Excrubulent@slrpnk.net 1 year ago
Yeah, when they went from 7 to 10 (there’s no 9 for horrible hacky reasons, and 8 was the mandatory half-baked test-run of the next proper version), they tried to redo the aesthetics of those systems to be more touch-input styled, but they only half-did it. If you want anything more advanced than the settings app gives you, you need to dig into the control panel. Then there’s the deeper settings - device manager, computer management, startup services, firewall, the registry, and on and on, all of which are designed entirely differently and many of which haven’t seen any update since windows 2000 at least. I wouldn’t be surprised if some went back further. It all speaks to ancient legacy code nobody wants to touch and the unfathomable depths of technical debt that implies. I get the sense the settings app change is another in a long line of updates that became legacy and added yet another layer to this byzantine system.
Then there’s the lovecraftian user permissions system that seems like it layers three levels of abstraction that you have to utterly master to get literally anything done and which I have given up trying to understand. If I need permissions, I run an externally made batch file that assigns ownership of everything in a folder to me, and then I don’t think about the consequences.
I really want to move to Linux, but I’ve gotten burnt out on attempting and not being able to do all of the many things I’m used to on Windows. I’ve been hearing good things about it lately and I may just have the energy to try again soon.
Sanyanov@lemmy.world 1 year ago
Wow, a real Linux native here! Wonderful to know Yes, I gotta say after running Linux for like a week I seriously couldn’t think of coming back to Windows. You just begin to understand how much of a trash Windows systems are.
Aermis@lemmy.world 1 year ago
Yeah but I use my pc to play games. And to read all the Linux coping strategies to run modern games with software bypasses or strategies… I don’t need to jailbreak and run through 150 pages of forums and guides so I can play my steam games.

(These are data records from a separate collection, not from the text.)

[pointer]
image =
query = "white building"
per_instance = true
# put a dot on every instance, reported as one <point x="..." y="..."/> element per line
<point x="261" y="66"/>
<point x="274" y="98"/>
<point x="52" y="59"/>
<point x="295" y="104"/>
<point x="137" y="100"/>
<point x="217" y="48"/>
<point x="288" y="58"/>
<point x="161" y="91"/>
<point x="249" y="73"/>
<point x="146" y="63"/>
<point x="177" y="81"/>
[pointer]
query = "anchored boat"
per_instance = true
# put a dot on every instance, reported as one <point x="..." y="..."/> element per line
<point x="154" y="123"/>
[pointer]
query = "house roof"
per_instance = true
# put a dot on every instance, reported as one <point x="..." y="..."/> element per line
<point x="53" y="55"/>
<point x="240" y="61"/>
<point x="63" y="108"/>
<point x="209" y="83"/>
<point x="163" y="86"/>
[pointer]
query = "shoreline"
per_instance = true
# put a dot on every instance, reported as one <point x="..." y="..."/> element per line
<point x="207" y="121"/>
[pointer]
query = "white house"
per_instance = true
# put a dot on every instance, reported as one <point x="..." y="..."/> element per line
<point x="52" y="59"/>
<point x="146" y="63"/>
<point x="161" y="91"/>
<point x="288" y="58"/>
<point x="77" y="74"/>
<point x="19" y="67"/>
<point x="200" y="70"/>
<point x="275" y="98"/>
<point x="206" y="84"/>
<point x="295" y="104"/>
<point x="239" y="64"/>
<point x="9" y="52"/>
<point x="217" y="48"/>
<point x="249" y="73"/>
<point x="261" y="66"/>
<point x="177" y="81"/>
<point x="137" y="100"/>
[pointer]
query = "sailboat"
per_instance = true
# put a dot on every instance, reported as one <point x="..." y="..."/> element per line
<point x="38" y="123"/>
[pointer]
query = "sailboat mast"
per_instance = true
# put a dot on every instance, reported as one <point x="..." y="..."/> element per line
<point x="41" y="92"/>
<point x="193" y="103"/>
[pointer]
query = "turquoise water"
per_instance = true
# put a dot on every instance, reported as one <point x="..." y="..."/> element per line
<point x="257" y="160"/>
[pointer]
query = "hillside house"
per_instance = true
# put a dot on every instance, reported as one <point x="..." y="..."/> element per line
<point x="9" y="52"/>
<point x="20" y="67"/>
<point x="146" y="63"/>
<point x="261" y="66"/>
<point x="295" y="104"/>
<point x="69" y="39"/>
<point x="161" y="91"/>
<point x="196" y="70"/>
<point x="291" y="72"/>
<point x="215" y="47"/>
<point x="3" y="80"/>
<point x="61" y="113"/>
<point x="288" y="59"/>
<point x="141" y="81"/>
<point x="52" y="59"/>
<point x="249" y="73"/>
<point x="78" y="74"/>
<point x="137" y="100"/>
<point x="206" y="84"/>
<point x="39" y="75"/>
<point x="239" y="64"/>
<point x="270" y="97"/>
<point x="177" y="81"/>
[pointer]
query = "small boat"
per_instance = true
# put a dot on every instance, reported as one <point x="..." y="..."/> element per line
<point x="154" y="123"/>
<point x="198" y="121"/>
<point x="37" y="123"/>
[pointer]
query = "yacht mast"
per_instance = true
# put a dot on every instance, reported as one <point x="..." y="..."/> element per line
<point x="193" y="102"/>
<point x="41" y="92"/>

rasensprenger@feddit.de 1 year ago
I have ~200 games in my steam library, all of which run by pressing “play” in steam. I may just accidentally like games that run on linux, but running through 150 pages of forums definitely isn’t the norm nowadays
Sanyanov@lemmy.world 1 year ago
Majority of games are launched as easy as pressing play in steam, or even just launching the .exe with regular Wine. Software bypasses are mostly a thing of the past. I’m saying this as a gamer.